The last time I was in London, St. Dunstan-in-the-East was in beautiful form. There was a small group of people eating lunch on the benches, a few people quietly reading and a slightly annoying pair of girls taking 100s of photos in the exact same spot in the exact same pose. Whatever floats your boat I guess!
Regardless of these people, St. Dunstan-in-the-East was peaceful and bright, with the sun shining beautifully through the glassless windows and brightening the colourful autumnal leaves.
A little history of St. Dunstan-in-the-East
St. Dunstan-in-the-East is located on St. Dunstan’s hill about halfway between the Tower of London and London Bridge. It was built in about 1100 and greatly damaged by the Great Fire in 1666. It was patched up after the fire and Sir Christopher Wren added in the tower and steeple between 1695-1701. However, unlike most churches, St. Dunstan-in-the-East was bombed during the 1941 blitz in World War II. In 1967, it was permanently turned into a public garden.

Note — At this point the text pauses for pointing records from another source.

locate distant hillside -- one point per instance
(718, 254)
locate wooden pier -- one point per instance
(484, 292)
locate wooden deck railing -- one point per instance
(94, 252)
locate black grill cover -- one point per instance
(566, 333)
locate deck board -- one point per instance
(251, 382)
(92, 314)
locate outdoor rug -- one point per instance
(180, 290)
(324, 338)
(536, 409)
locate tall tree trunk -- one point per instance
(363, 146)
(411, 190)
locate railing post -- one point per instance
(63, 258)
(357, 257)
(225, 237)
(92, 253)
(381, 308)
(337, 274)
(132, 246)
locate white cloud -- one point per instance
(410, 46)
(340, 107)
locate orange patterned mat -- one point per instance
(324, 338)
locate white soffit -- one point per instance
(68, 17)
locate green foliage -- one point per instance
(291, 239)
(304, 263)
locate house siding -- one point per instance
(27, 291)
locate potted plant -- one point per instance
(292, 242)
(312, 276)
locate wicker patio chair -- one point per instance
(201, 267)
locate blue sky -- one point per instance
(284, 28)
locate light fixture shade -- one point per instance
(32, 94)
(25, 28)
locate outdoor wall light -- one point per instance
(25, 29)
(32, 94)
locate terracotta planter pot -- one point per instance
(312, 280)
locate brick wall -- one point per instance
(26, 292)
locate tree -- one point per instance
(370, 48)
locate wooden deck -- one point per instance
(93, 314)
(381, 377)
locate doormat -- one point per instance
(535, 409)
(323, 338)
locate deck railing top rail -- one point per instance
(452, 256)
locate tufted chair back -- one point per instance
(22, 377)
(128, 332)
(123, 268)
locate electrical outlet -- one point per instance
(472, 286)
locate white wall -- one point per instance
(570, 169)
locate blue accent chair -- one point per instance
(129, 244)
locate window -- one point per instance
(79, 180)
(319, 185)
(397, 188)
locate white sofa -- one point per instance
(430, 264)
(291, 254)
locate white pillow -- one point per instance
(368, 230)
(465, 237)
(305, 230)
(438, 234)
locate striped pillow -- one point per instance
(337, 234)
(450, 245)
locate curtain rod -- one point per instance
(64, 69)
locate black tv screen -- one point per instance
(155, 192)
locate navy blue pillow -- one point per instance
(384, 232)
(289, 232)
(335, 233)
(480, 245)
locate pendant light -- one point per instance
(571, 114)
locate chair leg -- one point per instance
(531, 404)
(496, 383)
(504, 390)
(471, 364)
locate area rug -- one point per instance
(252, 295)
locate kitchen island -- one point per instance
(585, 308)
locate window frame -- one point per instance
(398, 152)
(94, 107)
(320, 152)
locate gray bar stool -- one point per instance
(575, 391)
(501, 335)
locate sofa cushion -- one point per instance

Visiting St. Dunstan-in-the-East: Getting there and opening times
St. Dunstan-in-the-East’s address is St. Dunstans Hill EC3R 5DD.
It is accessible by the Circle and District Lines at Monument Station and is open every day, except Christmas Day, Boxing Day and New Year’s Day, from 8am to 7pm or dusk (whichever is earlier).
Who else wants to go to St. Dunstan-in-the-East?